「歌劇」6月号 大空祐飛・野々すみ花サヨナラ特集

 私はゆうひさん(大空)を月組時代に3回ほど見ている。
 しかしその印象は正直言って薄い。
 これはゆうひさんが悪いのではなく、ゆうひさんの個性に合った役を演出家たちがつけかねていたのだと思う。
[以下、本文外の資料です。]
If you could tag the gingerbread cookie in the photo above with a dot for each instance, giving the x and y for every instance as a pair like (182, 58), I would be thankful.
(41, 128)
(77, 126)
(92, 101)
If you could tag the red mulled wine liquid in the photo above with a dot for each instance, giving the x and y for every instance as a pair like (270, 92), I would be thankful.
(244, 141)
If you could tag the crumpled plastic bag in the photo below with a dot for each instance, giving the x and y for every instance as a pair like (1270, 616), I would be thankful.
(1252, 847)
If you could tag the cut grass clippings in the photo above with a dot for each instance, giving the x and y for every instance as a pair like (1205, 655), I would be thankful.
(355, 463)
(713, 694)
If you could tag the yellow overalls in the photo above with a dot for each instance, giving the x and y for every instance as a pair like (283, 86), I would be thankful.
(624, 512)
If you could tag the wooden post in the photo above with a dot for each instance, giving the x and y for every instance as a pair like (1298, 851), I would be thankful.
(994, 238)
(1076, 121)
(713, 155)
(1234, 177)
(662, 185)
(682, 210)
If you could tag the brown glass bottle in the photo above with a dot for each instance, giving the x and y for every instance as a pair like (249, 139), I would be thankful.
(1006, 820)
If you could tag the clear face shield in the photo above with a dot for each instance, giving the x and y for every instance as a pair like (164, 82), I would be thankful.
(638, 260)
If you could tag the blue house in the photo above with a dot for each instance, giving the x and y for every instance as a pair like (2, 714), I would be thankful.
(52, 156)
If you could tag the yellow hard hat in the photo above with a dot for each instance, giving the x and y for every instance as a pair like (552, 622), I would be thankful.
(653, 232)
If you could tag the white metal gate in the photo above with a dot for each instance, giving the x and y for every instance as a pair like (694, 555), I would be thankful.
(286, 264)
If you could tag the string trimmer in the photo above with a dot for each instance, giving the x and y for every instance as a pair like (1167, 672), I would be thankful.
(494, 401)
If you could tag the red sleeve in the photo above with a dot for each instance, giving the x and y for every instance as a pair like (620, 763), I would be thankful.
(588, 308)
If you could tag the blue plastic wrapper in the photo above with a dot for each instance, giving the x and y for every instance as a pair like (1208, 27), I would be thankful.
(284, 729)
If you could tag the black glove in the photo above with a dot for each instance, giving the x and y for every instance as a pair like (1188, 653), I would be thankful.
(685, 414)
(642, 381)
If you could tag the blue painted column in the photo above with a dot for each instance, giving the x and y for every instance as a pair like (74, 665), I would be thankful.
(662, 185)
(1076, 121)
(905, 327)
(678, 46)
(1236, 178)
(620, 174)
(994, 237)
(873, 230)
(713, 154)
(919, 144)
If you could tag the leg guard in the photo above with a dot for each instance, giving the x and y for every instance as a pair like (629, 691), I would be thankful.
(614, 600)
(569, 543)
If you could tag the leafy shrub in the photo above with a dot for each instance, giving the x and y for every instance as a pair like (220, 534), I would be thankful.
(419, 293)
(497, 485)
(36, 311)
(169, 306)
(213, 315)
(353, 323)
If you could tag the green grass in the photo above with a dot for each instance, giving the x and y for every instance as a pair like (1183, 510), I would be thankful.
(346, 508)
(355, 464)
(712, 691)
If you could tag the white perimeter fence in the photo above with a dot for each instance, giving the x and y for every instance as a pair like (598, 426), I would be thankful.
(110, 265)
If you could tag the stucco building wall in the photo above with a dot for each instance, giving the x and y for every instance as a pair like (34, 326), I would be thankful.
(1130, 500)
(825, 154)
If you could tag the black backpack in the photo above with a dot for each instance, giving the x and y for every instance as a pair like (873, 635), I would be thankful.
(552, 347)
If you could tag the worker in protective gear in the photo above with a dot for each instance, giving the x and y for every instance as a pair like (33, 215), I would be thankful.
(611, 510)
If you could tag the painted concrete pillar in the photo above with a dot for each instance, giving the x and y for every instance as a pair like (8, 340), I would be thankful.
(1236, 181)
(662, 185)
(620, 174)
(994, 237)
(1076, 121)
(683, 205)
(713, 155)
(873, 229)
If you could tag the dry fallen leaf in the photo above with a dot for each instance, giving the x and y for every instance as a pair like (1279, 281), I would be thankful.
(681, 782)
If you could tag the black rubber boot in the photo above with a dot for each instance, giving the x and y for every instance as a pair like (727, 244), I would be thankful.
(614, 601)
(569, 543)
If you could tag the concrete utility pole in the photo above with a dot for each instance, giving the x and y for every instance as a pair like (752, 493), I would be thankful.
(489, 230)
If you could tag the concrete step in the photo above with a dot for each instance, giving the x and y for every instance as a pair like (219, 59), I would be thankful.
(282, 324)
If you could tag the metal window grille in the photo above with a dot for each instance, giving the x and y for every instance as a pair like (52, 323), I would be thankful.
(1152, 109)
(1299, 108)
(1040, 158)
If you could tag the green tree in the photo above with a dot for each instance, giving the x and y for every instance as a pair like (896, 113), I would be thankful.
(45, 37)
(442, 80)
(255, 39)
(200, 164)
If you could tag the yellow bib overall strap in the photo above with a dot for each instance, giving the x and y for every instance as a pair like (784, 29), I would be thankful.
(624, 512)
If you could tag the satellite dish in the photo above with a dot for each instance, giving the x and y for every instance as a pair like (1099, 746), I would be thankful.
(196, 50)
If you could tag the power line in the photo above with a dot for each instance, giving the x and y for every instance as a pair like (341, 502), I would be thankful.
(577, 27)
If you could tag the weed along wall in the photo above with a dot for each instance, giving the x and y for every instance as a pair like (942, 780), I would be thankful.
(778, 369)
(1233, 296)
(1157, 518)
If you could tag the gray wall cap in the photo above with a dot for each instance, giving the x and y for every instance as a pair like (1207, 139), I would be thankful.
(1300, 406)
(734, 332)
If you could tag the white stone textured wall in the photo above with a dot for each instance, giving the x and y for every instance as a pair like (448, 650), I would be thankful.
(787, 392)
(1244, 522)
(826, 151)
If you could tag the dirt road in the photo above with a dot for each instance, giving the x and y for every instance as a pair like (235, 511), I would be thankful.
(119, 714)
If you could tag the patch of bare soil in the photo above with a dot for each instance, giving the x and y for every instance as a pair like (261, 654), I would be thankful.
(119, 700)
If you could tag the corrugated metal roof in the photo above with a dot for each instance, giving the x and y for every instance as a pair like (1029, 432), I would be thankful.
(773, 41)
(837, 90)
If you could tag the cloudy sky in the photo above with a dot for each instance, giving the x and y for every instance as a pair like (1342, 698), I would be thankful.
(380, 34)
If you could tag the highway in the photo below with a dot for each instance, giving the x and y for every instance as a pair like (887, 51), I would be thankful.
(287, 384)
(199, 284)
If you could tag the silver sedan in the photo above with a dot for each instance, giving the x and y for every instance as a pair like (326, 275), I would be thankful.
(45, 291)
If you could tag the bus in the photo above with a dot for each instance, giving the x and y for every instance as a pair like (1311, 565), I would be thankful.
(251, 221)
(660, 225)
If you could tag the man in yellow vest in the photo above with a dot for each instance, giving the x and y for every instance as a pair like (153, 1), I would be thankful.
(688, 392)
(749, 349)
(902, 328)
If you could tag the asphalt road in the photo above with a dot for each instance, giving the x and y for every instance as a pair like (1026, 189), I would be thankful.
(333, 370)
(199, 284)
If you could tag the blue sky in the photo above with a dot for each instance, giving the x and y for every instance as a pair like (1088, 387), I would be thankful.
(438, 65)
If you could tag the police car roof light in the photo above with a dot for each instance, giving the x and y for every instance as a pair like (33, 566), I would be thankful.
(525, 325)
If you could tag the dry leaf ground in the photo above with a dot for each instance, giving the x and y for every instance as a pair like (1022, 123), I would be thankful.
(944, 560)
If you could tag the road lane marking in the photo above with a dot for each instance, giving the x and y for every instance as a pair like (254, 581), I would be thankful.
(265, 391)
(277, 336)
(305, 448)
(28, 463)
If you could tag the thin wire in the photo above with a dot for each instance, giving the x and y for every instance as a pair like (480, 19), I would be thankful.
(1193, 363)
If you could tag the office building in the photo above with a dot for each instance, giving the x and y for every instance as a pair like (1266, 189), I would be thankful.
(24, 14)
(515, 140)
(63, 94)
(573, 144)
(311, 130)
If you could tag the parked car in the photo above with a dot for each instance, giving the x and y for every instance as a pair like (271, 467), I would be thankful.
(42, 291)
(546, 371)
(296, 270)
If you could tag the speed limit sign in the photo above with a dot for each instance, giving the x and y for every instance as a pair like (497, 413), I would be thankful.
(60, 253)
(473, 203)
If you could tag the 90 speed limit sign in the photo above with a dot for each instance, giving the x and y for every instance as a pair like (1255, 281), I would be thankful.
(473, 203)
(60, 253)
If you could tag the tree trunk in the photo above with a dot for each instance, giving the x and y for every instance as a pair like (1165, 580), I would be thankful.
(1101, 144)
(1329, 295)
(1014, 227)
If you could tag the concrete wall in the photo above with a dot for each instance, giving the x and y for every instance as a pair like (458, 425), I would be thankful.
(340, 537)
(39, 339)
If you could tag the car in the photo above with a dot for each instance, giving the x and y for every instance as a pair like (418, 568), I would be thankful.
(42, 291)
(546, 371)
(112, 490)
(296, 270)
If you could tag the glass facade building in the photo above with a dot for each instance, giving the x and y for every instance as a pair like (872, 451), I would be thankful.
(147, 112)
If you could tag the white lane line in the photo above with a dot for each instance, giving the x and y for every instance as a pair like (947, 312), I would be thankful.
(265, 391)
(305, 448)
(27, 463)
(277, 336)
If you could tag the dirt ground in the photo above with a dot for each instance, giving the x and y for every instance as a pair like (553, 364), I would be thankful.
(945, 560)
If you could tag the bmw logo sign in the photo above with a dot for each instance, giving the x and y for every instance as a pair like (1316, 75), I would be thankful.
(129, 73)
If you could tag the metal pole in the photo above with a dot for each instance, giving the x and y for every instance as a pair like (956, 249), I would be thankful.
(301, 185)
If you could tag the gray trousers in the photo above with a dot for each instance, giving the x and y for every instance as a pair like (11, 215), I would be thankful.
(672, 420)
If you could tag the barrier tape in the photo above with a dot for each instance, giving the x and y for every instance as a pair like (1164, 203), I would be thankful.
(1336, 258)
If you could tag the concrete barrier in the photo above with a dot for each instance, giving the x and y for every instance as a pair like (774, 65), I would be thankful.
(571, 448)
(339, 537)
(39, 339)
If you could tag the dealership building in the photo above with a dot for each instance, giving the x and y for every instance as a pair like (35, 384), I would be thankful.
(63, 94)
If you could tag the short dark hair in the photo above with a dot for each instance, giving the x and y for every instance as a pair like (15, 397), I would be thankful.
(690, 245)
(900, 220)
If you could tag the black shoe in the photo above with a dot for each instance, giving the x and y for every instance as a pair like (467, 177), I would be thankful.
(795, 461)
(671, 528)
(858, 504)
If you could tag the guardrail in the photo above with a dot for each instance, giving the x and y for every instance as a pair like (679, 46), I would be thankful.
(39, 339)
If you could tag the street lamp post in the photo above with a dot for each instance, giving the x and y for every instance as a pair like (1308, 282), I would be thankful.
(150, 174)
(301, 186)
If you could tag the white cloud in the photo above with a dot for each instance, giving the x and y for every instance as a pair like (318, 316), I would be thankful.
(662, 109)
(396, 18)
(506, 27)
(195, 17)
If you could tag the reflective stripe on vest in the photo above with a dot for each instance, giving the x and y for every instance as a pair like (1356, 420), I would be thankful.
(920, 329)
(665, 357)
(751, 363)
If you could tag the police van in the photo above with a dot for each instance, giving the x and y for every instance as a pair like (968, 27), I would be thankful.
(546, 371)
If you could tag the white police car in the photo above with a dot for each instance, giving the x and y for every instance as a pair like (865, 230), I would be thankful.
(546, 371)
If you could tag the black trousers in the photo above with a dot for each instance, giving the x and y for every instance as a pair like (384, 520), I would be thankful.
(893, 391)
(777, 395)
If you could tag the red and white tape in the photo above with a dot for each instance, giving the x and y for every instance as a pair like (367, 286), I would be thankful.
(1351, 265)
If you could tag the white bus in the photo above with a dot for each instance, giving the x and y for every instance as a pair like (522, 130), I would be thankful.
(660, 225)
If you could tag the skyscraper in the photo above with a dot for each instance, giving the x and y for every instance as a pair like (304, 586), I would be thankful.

 ジャニーズ(それもJr.)みたいな涼やかでアイドル的なルックス、クールなようでいて芯は熱い持ち味、たまに見せるなんともかわいらしい笑顔――それらにやられた根強いファンたちの熱狂的な応援に支えられ、何人もの同期や下級生に先を越されつつも腐らず宝塚人生をこつこつ歩いてきたゆうひさん。
 そんな彼女が宙組でトップを務める姿を見たのは一作だけなのだが、月組時代よりずっと包容力やスターとしての大きさが増していて驚いたのを覚えている。
 そのゆうひさんが宝塚を去っていく。 
 同世代のトップさんが退団して行くのを見るのは独特の寂しさがある。
 退団後はやはり芸能界に……?
 いつも男役さんが退団する時には、この人がドレスを着て舞台女優になる姿など想像つかないなあと思うんだけど(しかしそのわりにはみんな見事に女性になっていくものなんだけれど)、ゆうひさんばっかりは本当にイメージできないのだ。
 キュートな面もある人だから可愛い女優さんになる可能性もあるけれど、できればつまらない女優になることなく、クールで透明なかっこよさを失わないでいてほしい。

 一方のすみかちゃんといえば、「落陽のパレルモ」で春野寿美礼の子供時代を鮮烈に演じた(それも一年目で!)姿がいまだに忘れられないんだけれど、トップになってからの「誰がために鐘は鳴る」では清純な中に女らしい色気をにじませた少女を熱演していてまたびっくり。
 基本、朝ドラのヒロイン系のキュートな人なのに、役柄によって人妻にも病んだ少女にも落ちぶれた女優にも姫君にも現代的な女性にも……。
 今号でも北島マヤに例えている人がいたが、本当に宝塚史上稀代のリアル北島マヤだったんじゃないかと。
 退団後はぜひその演技力をいかんなく発揮して、これは私の勝手な希望なんだけれど、あまりありがちなダサい映画とかに出ないで、おしゃれ系の映画に出る姿を見てみたいな(なぜか娘役トップさんって、退団後はパッとしない人が多いから)。